Она беспокоилась зря. До самого возвращения в Братиславу у нее не было ни одной бессонной ночи, ни одного мутного, заторможенного дня. Теперь у нее было куда более приятное снотворное и куда более сильнодействующий тоник – присутствие рядом любимого человека.

В этот раз она улетала совсем в другом настроении. Расцеловавшись с Павлом в Шереметьево у регистрационной стойки – дальше ему нельзя было, – Таня бодро шагнула за барьерчик, обернулась, весело помахала ему рукой и крикнула:

– Теперь уже скоро!

Ответом ей были кивок и широкая, счастливая улыбка.





Глава третья

КАК ПЕРЕКЛИЧКА ВОРОНА И АРФЫ

(27 июня 1995)

Двери Рафаловичу открыла строгого вида женщина лет под пятьдесят, в очках, похожая на японку. Миссис Элизабет Амато, должно быть. Что-то смутно знакомое почудилось ему в ее облике.

– Проходите, – без акцента и без выражения сказала она. – Миссис Розен будет с минуты на минуту.

– Давненько не виделись, давненько. Значит, наша Танечка стала теперь миссис Розен? Да и вас, госпожа Амато, я определенно раньше видел.

Элизабет Амато молча распахнула перед ним двойные двери в гостиную.

– И все же, госпожа Амато, мы с вами явно встречались раньше, – настойчиво продолжил Рафалович, желая как можно лучше сориентироваться в предложенной ему игре.

– Не помню, – тем же непроницаемым голосом произнесла японка. – Пройдите, пожалуйста. Миссис Розен будет с минуты на минуту.
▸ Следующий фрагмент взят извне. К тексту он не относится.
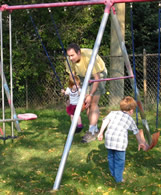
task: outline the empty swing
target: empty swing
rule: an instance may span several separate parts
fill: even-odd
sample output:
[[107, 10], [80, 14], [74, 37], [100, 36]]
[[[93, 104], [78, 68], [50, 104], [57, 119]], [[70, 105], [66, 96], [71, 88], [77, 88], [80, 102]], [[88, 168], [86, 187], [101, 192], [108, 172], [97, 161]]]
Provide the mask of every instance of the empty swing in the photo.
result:
[[[4, 68], [3, 68], [3, 31], [2, 31], [2, 14], [0, 14], [0, 34], [1, 34], [1, 62], [0, 62], [0, 73], [1, 73], [1, 79], [2, 79], [2, 119], [0, 122], [3, 123], [3, 130], [0, 128], [0, 133], [2, 137], [0, 139], [3, 139], [4, 142], [6, 139], [16, 138], [14, 135], [14, 128], [13, 128], [13, 122], [15, 122], [15, 127], [18, 132], [21, 132], [20, 126], [18, 121], [19, 120], [34, 120], [37, 118], [36, 114], [32, 113], [26, 113], [26, 114], [16, 114], [14, 105], [13, 105], [13, 69], [12, 69], [12, 25], [11, 25], [11, 12], [9, 12], [9, 49], [10, 49], [10, 89], [8, 87], [5, 75], [4, 75]], [[6, 93], [8, 103], [11, 109], [11, 118], [6, 119], [5, 118], [5, 106], [4, 106], [4, 91]], [[5, 129], [5, 123], [11, 122], [11, 136], [6, 137], [6, 129]]]

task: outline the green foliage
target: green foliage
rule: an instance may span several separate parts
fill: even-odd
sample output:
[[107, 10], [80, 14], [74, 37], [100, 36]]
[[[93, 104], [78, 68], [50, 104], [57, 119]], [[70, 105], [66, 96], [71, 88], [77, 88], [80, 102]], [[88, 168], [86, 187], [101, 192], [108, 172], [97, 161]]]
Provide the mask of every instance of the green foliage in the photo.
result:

Он вошел, цепким взглядом окинув огромную гостиную, знакомую ему по нескольким переговорам и презентациям. Здесь уже томились те, кто и должен был явиться по приглашению. Точнее, томился только Ник Захаржевский, выступающий нынче под гнусным псевдонимчиком Люсьен Шоколадов в каком-то новомодном гей-клубе, а проще сказать – кабаке для педиков, а Ванька Ларин мирно спал в кресле у окошечка. На неухоженного, задрипанного Ларина он посмотрел с сочувствием – потом надо будет потолковать с мужиком, узнать, чем дышит, помочь как-нибудь. А вот Захаржевский-Шоколадов вызывал только омерзение. Совсем скурвился дипломат. Кто бы мог подумать.

Ник явно не узнал его. Рафалович решил не представляться и в серьезные разговоры не вступать. От этого деятеля он вряд ли узнает что-нибудь достойное внимания. Он сел в свободное кресло, потянулся, а краем глаза не забывал следить за дверью. В прихожей послышались оживленные голоса, и он прервал очередной настороженный вопрос собеседника, заставив его замолчать.

Дверь широко распахнулась.

– Доктор и миссис Розен! – торжественно объявила Элизабет Амато.